I have a table that records a row for each time a score for a location has changed.
score_history:
- id int PK (uuid auto incrementing int)
- happened_at timestamp (when the score changed)
- location_id int FK (the location that the value is for)
- score float (the new score)
This was done with an eye on efficiency and being able to simply retrieve a list of changes for a given location and serves that purpose nicely.
I'm trying to output the data in a very redundant format to help load it into a rigid external system. The external system expects a row for each location * every date. The goal is to represent the last score value for each location for each date. So if the score changed 3 times in a given date only the score closest to midnight would be considered that locations closing score for the day. I imagine this is similar to the challenge of creating a close of business inventory level fact table.
I have a handy star schema style date dimension table which has a row for every date fully covering this sample period and well into the future.
That table looks like
dw_dim_date:
- date date PK
- a bunch of other columns like week number, is_us_holiday etc.
So, if I had only 3 records in the score_history table...
1, 2019-01-01:10:13:01, 100, 5.0
2, 2019-01-05:20:00:01, 100, 5.8
3, 2019-01-05:23:01:22, 100, 6.2
The desired output would be:
2019-01-01, 100, 5.0
2019-01-02, 100, 5.0
2019-01-03, 100, 5.0
2019-01-04, 100, 5.0
2019-01-05, 100, 6.2
3 Requirements:
- One row per day per location even if there are no score records for that day.
- If there are score records for that day the last one before midnight should be the score value for the row. In the event of a tie the greater of the two should "win".
- If there are zero score records for that day the score should be the most recent previous score.
I've been chasing my tail through subqueries and window functions.
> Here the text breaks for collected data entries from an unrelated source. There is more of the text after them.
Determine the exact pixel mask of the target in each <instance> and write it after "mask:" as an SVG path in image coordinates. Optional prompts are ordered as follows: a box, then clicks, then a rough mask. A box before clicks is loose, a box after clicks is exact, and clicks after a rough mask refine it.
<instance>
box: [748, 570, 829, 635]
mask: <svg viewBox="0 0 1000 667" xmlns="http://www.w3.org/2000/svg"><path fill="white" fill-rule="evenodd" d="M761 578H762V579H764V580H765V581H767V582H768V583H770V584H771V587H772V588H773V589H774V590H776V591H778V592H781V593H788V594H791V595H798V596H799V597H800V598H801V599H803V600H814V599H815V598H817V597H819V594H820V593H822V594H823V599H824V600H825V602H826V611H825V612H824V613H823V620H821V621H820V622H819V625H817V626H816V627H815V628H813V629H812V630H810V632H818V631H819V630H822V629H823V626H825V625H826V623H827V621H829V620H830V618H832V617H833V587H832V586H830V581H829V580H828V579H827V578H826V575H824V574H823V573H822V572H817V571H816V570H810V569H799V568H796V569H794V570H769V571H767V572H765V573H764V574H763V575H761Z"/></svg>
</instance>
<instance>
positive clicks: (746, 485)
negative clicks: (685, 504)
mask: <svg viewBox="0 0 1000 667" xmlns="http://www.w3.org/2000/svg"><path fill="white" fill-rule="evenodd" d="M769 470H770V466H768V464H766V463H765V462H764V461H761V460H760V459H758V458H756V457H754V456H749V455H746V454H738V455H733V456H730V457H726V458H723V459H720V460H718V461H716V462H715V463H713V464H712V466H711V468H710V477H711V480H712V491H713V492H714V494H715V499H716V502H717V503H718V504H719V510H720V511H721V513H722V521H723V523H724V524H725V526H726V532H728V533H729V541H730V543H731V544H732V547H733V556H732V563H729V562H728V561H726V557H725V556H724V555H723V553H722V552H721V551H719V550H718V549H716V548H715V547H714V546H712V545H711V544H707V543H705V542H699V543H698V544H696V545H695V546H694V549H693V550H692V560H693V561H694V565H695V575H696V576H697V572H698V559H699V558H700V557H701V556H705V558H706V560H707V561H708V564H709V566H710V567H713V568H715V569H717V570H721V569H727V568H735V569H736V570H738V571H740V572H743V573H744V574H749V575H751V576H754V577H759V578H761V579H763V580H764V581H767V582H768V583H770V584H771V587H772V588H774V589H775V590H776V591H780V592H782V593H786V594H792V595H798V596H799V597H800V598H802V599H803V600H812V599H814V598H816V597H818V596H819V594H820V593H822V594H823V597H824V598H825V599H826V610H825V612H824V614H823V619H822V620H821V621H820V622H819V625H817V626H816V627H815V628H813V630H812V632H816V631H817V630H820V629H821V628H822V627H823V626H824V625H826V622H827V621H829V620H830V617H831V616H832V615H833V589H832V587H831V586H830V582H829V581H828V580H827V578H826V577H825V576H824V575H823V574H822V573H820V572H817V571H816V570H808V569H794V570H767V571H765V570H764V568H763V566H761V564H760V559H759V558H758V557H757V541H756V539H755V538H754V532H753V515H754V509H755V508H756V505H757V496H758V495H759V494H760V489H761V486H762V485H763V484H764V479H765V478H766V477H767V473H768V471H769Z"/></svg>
Because I'm hesitant to post something without something I tried I'll share this trainwreck which produces output but of no meaning...
SELECT dw_dim_date.date,
(SELECT score
FROM score_history
WHERE score_history.happened_at::DATE < dw_dim_date.date
OR score_history.happened_at::DATE = dw_dim_date.date
ORDER BY score_history.id desc limit 1) as last_score
FROM dw_dim_date
WHERE dw_dim_date.date > '2019-06-01'
Grateful for guidance or pointers to other questions to read.